With 106,000 ADR deaths per year in the U.S. alone, and 95-99% of patients carrying actionable PGx variants, the potential impact is measured not in efficiency gains but in lives saved.
25. Conclusion¶
This paper has presented the comprehensive architecture, clinical rationale, and product requirements for the Pharmacogenomics Intelligence Agent -- a multi-collection RAG system that transforms raw genomic data into actionable, evidence-grounded prescribing guidance for over 400 drug-gene interactions across 25+ pharmacogenes.
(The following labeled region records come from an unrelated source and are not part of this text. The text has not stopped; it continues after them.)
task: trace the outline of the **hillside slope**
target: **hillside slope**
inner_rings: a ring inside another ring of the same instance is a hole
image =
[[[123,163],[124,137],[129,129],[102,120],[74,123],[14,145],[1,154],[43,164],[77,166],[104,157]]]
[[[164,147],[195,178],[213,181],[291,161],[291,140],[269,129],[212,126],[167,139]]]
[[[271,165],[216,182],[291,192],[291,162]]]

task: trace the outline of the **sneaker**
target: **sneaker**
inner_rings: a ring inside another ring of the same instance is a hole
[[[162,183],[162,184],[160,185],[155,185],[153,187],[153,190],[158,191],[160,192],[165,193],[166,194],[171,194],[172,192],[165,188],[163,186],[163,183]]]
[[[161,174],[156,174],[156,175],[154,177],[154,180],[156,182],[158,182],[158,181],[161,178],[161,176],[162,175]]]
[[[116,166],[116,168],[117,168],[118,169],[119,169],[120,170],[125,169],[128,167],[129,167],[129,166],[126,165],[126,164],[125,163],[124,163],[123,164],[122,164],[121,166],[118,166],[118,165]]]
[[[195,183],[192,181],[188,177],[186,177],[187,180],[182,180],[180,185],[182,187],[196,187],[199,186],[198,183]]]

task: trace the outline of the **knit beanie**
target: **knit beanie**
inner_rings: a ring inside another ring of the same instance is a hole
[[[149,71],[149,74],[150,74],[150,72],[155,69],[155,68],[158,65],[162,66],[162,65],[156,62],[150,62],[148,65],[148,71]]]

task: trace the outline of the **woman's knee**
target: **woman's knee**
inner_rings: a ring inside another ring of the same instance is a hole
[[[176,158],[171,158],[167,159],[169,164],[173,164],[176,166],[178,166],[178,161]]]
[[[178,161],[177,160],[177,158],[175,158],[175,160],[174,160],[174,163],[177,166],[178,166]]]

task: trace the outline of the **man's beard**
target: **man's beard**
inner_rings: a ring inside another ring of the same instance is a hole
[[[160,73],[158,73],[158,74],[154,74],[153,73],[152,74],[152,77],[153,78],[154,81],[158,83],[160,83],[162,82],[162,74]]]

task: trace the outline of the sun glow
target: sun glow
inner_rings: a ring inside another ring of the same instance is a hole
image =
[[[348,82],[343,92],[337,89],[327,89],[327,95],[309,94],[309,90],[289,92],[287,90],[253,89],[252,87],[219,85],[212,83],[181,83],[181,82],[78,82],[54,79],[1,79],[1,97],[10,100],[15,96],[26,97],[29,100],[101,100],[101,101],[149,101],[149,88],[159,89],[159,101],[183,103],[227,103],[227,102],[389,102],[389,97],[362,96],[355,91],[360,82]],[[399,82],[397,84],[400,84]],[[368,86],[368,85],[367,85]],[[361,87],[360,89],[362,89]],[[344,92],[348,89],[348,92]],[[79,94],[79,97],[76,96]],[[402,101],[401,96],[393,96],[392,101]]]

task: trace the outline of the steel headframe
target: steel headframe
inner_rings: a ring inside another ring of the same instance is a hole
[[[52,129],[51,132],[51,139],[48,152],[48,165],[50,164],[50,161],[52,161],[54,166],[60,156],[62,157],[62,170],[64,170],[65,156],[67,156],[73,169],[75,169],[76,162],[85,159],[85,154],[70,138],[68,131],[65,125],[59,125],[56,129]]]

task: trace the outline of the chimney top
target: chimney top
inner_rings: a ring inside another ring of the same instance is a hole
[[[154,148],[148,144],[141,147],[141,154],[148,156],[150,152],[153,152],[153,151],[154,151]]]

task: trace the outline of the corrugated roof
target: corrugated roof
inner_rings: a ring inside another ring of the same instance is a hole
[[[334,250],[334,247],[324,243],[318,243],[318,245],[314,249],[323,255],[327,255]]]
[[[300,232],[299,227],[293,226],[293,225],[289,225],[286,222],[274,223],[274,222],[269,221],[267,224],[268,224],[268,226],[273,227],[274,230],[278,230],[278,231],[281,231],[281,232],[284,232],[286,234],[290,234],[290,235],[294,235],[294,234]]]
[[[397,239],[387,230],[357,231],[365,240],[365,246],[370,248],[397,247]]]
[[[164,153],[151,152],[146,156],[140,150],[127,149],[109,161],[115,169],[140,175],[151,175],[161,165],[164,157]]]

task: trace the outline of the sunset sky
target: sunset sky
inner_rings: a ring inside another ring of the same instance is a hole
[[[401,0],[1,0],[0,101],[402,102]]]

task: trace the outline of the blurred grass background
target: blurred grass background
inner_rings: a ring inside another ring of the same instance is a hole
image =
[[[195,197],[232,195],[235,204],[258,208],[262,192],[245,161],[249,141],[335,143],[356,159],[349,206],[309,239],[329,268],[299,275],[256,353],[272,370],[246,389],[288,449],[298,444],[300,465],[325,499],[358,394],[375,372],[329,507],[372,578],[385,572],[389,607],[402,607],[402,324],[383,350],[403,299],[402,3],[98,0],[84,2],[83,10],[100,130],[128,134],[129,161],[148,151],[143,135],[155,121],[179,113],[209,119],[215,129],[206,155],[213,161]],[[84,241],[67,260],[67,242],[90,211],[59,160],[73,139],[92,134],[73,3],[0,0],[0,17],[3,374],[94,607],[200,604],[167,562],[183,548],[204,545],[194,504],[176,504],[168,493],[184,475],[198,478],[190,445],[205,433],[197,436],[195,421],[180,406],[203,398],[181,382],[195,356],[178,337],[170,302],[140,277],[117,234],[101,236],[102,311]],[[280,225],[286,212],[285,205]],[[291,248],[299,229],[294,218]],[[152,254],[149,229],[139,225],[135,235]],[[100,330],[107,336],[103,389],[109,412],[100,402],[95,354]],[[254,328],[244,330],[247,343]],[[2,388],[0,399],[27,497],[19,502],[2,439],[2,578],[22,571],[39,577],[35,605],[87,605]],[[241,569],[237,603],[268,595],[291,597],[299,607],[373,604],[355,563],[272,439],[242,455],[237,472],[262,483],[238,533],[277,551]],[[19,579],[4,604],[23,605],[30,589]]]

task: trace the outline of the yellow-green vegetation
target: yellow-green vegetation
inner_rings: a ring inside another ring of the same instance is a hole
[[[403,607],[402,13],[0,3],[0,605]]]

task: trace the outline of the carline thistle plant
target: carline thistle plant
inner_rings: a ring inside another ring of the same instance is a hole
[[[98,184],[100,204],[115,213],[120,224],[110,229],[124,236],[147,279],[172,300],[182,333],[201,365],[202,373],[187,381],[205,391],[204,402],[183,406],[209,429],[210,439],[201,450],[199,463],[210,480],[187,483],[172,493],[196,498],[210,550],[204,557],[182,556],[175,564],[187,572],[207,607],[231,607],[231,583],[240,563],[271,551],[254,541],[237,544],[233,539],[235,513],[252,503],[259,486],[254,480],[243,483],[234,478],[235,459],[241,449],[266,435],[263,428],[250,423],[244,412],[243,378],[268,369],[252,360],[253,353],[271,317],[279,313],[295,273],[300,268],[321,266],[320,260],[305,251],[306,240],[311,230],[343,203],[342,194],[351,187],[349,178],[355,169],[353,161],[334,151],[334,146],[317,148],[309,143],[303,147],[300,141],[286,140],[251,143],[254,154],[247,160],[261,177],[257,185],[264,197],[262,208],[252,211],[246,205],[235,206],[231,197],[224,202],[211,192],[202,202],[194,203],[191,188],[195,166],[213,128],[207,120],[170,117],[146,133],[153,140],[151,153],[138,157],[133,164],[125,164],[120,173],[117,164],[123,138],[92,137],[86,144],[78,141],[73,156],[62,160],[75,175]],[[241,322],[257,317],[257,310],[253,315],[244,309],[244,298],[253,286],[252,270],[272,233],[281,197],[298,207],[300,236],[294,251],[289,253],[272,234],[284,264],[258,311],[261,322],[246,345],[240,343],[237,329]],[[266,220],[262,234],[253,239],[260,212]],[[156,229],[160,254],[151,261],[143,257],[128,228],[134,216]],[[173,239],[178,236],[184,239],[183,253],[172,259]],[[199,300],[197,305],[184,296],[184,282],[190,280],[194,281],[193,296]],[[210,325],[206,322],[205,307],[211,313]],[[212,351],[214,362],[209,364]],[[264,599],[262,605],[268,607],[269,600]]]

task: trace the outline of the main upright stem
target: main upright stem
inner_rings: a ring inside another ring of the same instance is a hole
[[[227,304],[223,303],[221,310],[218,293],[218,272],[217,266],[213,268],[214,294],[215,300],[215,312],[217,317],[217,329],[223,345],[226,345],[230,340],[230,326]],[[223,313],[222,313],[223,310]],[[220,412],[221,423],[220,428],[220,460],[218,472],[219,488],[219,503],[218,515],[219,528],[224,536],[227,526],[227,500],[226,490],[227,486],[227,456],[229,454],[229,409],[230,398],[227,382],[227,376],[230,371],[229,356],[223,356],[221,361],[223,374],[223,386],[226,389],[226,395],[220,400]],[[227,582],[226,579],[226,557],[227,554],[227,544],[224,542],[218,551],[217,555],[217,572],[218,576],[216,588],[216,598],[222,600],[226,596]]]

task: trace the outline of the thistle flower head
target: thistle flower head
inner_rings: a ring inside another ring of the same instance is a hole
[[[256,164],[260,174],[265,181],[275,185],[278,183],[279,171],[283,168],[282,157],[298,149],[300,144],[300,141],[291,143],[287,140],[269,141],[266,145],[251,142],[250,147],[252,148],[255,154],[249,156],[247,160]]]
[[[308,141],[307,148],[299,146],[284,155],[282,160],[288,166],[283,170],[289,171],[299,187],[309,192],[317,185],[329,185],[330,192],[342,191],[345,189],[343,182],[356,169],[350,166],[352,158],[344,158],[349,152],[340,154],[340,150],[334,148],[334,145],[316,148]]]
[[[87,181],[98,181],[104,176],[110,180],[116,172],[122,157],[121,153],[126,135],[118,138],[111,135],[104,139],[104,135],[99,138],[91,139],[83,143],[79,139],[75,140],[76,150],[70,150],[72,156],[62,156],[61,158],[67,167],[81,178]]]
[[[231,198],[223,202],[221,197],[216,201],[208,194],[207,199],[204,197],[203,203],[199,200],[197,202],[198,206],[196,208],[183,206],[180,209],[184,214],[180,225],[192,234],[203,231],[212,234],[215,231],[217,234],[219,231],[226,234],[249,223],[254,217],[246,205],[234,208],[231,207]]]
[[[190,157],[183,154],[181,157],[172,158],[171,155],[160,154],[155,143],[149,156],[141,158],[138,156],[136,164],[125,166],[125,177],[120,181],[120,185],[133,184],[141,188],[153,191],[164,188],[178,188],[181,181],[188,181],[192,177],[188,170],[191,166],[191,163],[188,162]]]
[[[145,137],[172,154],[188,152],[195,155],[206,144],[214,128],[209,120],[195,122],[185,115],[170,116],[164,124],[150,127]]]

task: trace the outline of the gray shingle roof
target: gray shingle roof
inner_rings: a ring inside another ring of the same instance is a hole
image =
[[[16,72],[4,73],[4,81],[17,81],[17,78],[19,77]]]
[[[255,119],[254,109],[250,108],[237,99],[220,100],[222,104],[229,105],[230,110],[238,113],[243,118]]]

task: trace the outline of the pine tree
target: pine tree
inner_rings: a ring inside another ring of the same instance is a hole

The agent addresses the most preventable cause of drug-related death by bridging the gap between genomic knowledge and clinical practice through natural language clinical decision support.
Key architectural innovations include: - VCF-to-prescribing pipeline: Direct integration with the HCLS AI Factory genomics pipeline - 14 specialized Milvus collections covering CPIC/DPWG/FDA guidelines, PharmGKB annotations, HLA hypersensitivity screening, phenoconversion modeling, dosing algorithms, and population-specific data - Multi-gene interaction engine for complex scenarios (warfarin, psychiatric polypharmacy, transplant immunosuppression) - Phenoconversion detector that identifies when concurrent medications alter effective metabolizer status -- a capability no competing product offers - 8 clinical workflows covering the highest-impact prescribing scenarios where PGx testing has CPIC Level A evidence - Privacy-first architecture with all patient genomic data remaining on the local DGX Spark device
The agent represents the seventh intelligence module in the HCLS AI Factory platform, bringing the total agent portfolio to: Precision Biomarker, Precision Oncology, CAR-T Intelligence, Imaging Intelligence, Precision Autoimmune, Cardiology Intelligence, and Pharmacogenomics Intelligence -- a comprehensive precision medicine platform that takes patient care from genome to safe prescription on a single $3,999 device.